• Buradasın

    Kanun yararına temyiz dilekçesi ile kanun yararına bozma aynı şey mi?

    Yazeka

    Arama sonuçlarına göre oluşturuldu

    Hayır, kanun yararına temyiz dilekçesi ile kanun yararına bozma aynı şey değildir.
    Kanun yararına bozma, 5271 sayılı Ceza Muhakemesi Kanunu'nun 309. ve 310. maddelerinde düzenlenen, hakim veya mahkeme tarafından verilen ve istinaf veya temyiz incelemesinden geçmeksizin kesinleşen karar veya hükümlerdeki hukuka aykırılıkların giderilmesini sağlayan olağanüstü bir kanun yoludur 123.
    Kanun yararına temyiz ise, Hukuk Muhakemeleri Kanunu'nun 363. maddesinde düzenlenen ve ilk derece mahkemelerinin kesin olarak verdikleri kararlar ile istinaf incelemesinden geçmeden kesinleşmiş bulunan kararlarına karşı başvurulan bir yöntemdir 4.
    5 kaynaktan alınan bilgiyle göre:

    Konuyla ilgili materyaller

    Kesinleşme iptal ve temyiz dilekçesi nedir?

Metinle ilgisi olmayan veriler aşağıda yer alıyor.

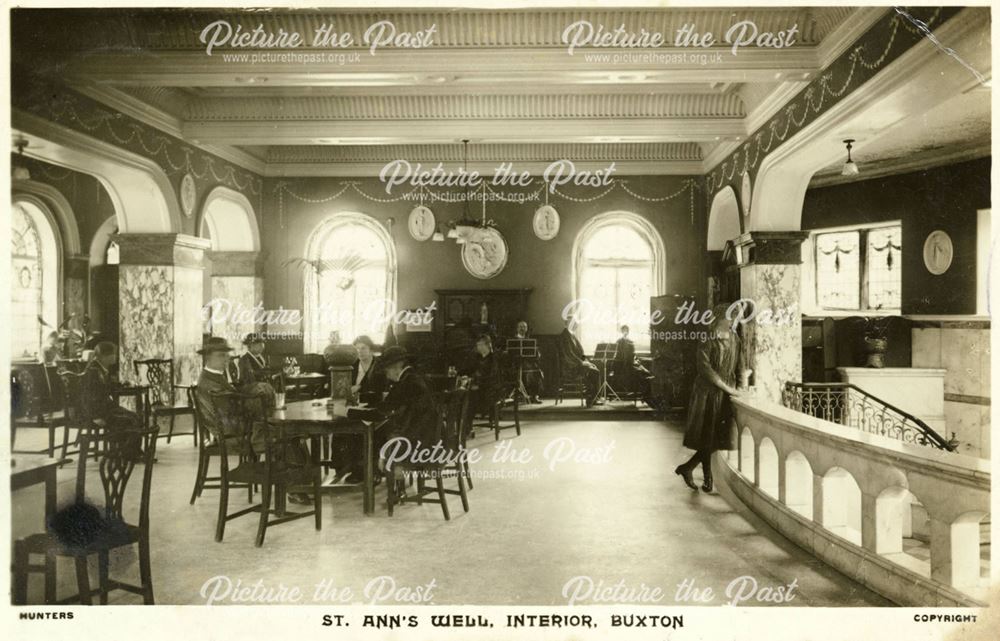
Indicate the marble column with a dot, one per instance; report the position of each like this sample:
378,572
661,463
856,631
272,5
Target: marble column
237,291
75,296
160,299
770,284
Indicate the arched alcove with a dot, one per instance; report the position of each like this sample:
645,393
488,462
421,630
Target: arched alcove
143,197
768,481
799,484
747,454
842,504
229,221
723,219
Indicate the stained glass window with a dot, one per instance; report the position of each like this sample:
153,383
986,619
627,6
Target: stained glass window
353,293
884,281
26,285
859,269
616,280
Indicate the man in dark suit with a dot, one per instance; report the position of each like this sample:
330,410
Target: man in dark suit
220,411
98,401
531,371
575,363
409,406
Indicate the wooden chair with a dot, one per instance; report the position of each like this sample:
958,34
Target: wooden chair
452,412
567,383
164,400
104,530
71,382
36,403
274,473
208,447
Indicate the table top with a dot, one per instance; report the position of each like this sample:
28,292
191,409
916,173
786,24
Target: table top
21,464
311,411
306,375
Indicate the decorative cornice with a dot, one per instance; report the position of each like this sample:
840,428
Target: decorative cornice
916,162
466,107
177,250
772,247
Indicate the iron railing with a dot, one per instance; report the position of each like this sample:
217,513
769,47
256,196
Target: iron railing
850,405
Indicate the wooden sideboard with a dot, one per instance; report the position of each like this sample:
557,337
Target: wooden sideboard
460,317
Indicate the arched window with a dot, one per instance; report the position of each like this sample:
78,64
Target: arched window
354,291
618,266
35,278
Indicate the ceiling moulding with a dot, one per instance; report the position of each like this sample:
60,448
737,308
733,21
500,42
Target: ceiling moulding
180,29
145,113
836,43
489,153
418,107
907,164
535,168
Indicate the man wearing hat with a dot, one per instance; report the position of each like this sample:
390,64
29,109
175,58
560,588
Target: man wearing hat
218,410
409,405
251,367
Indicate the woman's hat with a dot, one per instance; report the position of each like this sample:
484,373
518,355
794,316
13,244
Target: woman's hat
393,355
215,344
253,337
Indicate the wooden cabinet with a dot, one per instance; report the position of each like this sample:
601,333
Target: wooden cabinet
464,314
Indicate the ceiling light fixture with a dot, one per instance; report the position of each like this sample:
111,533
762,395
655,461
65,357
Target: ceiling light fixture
850,167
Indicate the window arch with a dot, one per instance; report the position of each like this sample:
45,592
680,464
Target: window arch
35,282
617,266
354,292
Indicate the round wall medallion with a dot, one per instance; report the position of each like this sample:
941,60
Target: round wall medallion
421,223
745,194
189,193
938,252
546,222
484,253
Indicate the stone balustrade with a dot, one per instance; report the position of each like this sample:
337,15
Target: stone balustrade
899,518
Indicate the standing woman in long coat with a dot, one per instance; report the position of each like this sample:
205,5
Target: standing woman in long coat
710,410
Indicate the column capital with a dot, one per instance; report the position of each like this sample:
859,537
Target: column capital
179,250
230,263
771,247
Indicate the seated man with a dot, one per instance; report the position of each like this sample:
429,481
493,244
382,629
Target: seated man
225,409
531,371
98,402
485,374
251,370
628,372
409,406
575,363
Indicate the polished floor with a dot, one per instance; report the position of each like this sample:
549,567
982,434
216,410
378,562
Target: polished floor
566,499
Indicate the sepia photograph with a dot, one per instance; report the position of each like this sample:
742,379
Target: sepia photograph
499,320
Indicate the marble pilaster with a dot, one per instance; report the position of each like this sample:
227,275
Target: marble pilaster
237,288
770,278
160,298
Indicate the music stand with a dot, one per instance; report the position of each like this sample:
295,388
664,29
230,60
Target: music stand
522,348
606,352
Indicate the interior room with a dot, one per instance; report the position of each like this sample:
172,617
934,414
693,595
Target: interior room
253,282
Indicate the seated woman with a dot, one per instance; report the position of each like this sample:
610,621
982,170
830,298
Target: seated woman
367,379
627,372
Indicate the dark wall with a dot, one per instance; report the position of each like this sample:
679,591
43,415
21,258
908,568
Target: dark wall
426,266
941,198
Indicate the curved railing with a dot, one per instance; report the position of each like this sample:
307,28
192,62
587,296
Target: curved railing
904,519
848,404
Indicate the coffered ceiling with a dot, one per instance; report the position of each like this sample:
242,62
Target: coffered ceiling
504,80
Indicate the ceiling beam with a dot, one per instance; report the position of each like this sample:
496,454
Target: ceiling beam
368,132
484,69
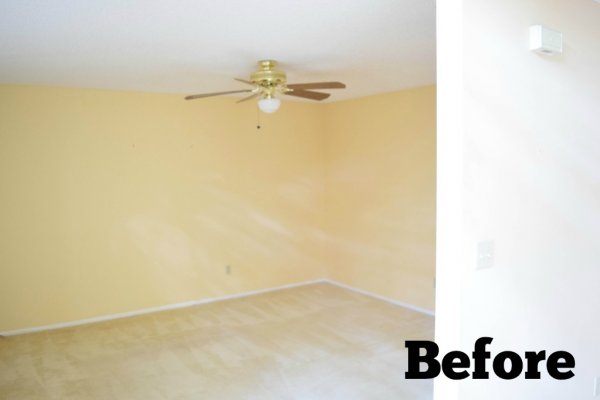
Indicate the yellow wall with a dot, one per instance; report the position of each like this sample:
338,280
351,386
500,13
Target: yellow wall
381,194
118,201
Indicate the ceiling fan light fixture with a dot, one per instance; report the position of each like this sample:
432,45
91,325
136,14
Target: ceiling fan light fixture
269,104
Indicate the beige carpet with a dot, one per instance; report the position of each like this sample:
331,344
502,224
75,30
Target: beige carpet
311,342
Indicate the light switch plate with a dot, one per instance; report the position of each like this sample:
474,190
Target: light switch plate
485,254
545,40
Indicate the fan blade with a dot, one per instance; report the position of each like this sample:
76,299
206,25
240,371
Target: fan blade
317,85
307,94
244,81
249,97
198,96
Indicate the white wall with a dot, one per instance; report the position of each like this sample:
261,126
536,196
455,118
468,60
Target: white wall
519,163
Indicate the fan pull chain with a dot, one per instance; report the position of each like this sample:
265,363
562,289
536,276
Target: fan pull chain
257,117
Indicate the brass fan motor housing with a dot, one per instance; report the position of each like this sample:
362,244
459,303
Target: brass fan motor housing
268,76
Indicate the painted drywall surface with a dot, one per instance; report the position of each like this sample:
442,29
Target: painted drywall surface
380,194
531,183
116,201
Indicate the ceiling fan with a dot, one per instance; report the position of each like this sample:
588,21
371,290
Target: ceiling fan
268,82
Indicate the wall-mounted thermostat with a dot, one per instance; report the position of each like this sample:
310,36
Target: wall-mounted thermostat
545,40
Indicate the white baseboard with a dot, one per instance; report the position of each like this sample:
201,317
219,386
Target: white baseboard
191,303
382,298
150,310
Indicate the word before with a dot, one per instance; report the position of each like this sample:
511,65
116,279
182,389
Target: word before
455,364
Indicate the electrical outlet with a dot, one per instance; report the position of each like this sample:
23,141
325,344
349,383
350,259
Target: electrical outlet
485,254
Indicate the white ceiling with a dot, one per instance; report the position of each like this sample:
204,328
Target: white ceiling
191,46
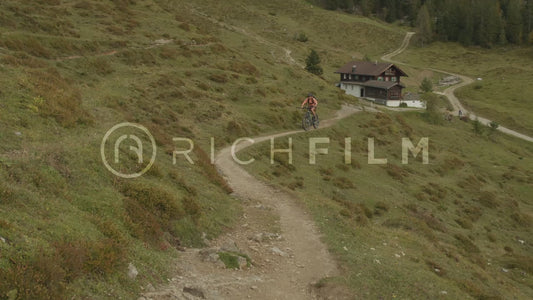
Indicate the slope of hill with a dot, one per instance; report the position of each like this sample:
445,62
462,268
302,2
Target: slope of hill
503,92
73,69
458,227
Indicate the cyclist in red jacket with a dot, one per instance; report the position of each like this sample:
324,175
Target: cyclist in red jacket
311,102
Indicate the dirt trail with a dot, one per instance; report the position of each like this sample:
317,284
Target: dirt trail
275,231
450,92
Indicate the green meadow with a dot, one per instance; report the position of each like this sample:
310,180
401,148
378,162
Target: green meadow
70,70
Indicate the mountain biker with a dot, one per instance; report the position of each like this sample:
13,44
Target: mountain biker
311,102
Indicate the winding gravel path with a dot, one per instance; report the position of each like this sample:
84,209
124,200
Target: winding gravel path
450,92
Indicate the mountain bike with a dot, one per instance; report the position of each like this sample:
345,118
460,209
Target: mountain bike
309,119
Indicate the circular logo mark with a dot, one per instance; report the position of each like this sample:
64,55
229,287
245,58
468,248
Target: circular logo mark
136,149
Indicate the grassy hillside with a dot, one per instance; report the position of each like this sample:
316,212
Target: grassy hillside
458,227
70,70
503,94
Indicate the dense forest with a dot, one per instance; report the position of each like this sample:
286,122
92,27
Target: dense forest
470,22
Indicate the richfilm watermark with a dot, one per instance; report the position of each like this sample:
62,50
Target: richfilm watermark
125,147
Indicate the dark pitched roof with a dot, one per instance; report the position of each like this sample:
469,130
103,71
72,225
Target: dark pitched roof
380,84
367,68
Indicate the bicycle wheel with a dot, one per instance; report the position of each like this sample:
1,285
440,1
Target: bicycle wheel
306,121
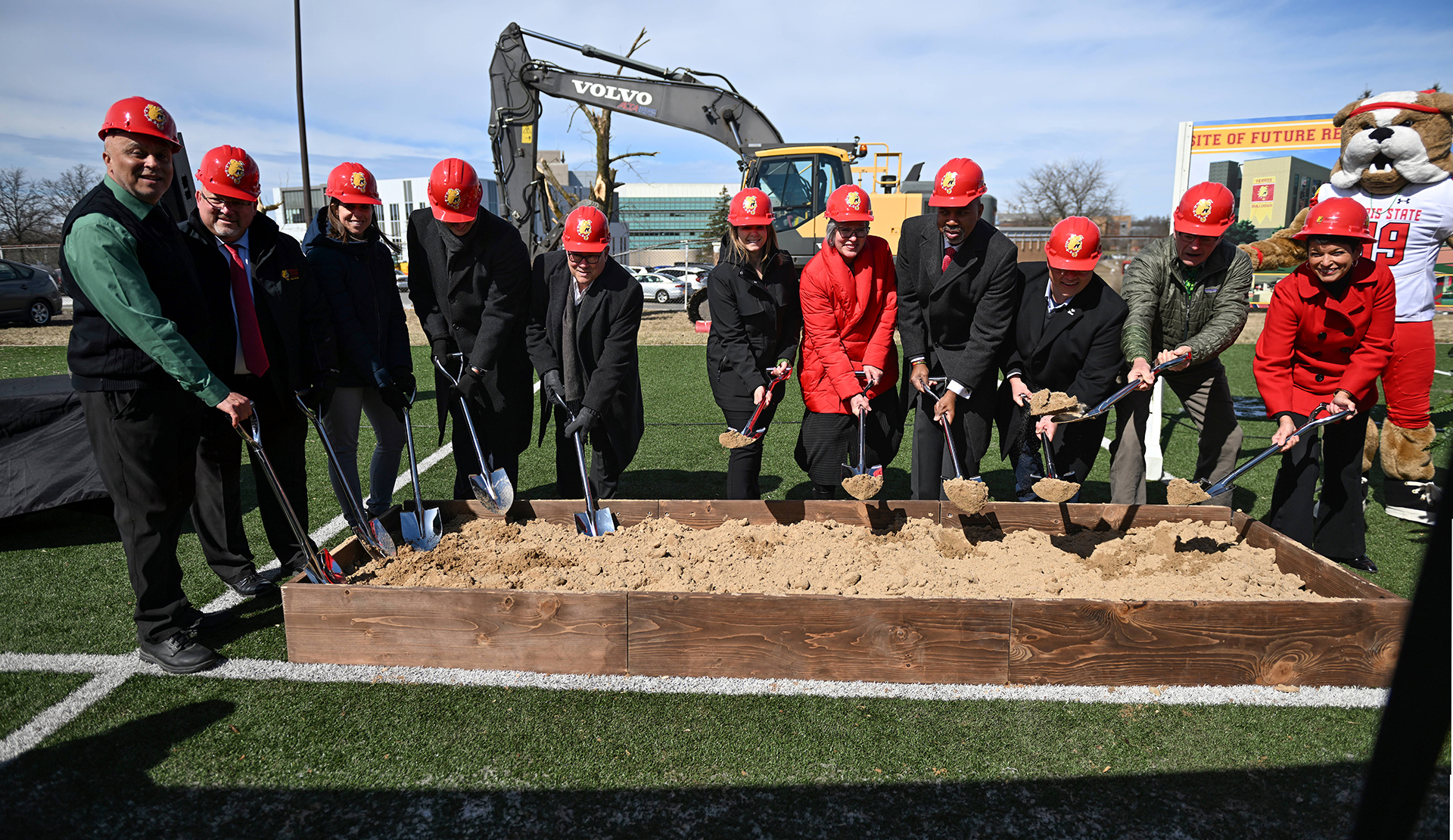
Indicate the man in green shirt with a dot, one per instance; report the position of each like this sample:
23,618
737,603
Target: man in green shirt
1187,297
142,362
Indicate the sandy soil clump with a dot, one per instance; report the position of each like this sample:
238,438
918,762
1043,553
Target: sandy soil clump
863,486
919,558
1050,401
1055,489
1181,492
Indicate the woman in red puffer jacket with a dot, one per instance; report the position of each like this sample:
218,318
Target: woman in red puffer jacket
849,361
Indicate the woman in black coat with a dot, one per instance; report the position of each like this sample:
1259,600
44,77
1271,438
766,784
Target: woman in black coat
470,282
353,263
756,323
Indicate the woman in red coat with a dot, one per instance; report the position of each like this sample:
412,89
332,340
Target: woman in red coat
849,361
1327,338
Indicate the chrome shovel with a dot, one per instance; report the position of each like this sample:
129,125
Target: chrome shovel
593,521
322,567
422,529
494,493
369,532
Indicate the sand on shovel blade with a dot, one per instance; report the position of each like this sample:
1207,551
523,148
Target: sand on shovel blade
1050,401
733,439
1055,490
1181,492
968,496
863,487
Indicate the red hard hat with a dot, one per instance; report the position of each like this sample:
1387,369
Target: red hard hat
1074,244
1206,210
587,230
454,191
140,115
352,183
849,204
1336,217
958,183
750,207
232,172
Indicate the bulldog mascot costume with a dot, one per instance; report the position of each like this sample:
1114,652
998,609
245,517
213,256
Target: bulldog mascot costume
1395,162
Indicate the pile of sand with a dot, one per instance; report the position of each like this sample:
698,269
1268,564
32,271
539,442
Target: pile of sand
920,558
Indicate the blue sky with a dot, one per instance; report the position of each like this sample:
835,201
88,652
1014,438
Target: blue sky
399,86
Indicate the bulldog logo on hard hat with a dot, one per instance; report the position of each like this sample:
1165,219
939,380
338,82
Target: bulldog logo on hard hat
154,114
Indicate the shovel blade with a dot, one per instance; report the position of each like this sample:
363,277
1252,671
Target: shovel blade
599,525
381,537
422,535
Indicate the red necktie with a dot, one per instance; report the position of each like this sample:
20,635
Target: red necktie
254,352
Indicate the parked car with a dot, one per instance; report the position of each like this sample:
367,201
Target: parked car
28,294
661,288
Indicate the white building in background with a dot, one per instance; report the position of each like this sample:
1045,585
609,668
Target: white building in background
400,197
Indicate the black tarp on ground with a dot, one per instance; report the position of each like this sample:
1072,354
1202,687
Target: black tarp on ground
45,456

    Kesinleşme, iptal ve temyiz dilekçeleri farklı hukuki süreçleri ifade eder: 1. Kesinleşme Dilekçesi: Bir mahkeme kararının kesinleşmesi için yazılan dilekçedir. 2. İptal Dilekçesi: İdari yargıda, kesinleşmiş bir kararın hukuka aykırı olduğunun tespit edilmesi durumunda, Adalet Bakanlığı veya Danıştay Başsavcılığına sunulan dilekçedir. 3. Temyiz Dilekçesi: Bir mahkeme kararının üst mahkeme olan Yargıtay tarafından yeniden incelenmesi için yazılan dilekçedir.

    Temyiz ve temyize başvuru arasındaki fark nedir?

    Temyiz ve temyize başvuru arasındaki fark şu şekildedir: - Temyiz, hukuk davalarında Bölge Adliye Mahkemeleri tarafından verilen nihai kararların Yargıtay tarafından hukuki açıdan denetlenmesini sağlayan en üst düzey olağan kanun yoludur. - Temyize başvuru ise, bu denetim sürecinin ilk adımıdır ve kararın tebliğinden itibaren iki hafta içinde yapılması gerekir. Özetle: Temyiz, sürecin tamamını ifade ederken; temyize başvuru, bu sürecin ilk aşamasını oluşturan başvurudur.

    Bozma ve kanun yararına bozma arasındaki fark nedir?

    Bozma ve kanun yararına bozma arasındaki temel farklar şunlardır: 1. Bozma: Olağan bir kanun yoludur ve ilk derece mahkemeleri ile bölge adliye mahkemesi hukuk dairelerinin verdiği kararların temyiz incelemesi sonucunda yapılır. 2. Kanun Yararına Bozma: Olağanüstü bir kanun yoludur ve hakim veya mahkemeler tarafından verilen ve temyiz incelemesinden geçmeden kesinleşen kararlara karşı Adalet Bakanlığı veya Yargıtay Cumhuriyet Başsavcılığı tarafından başvurulur.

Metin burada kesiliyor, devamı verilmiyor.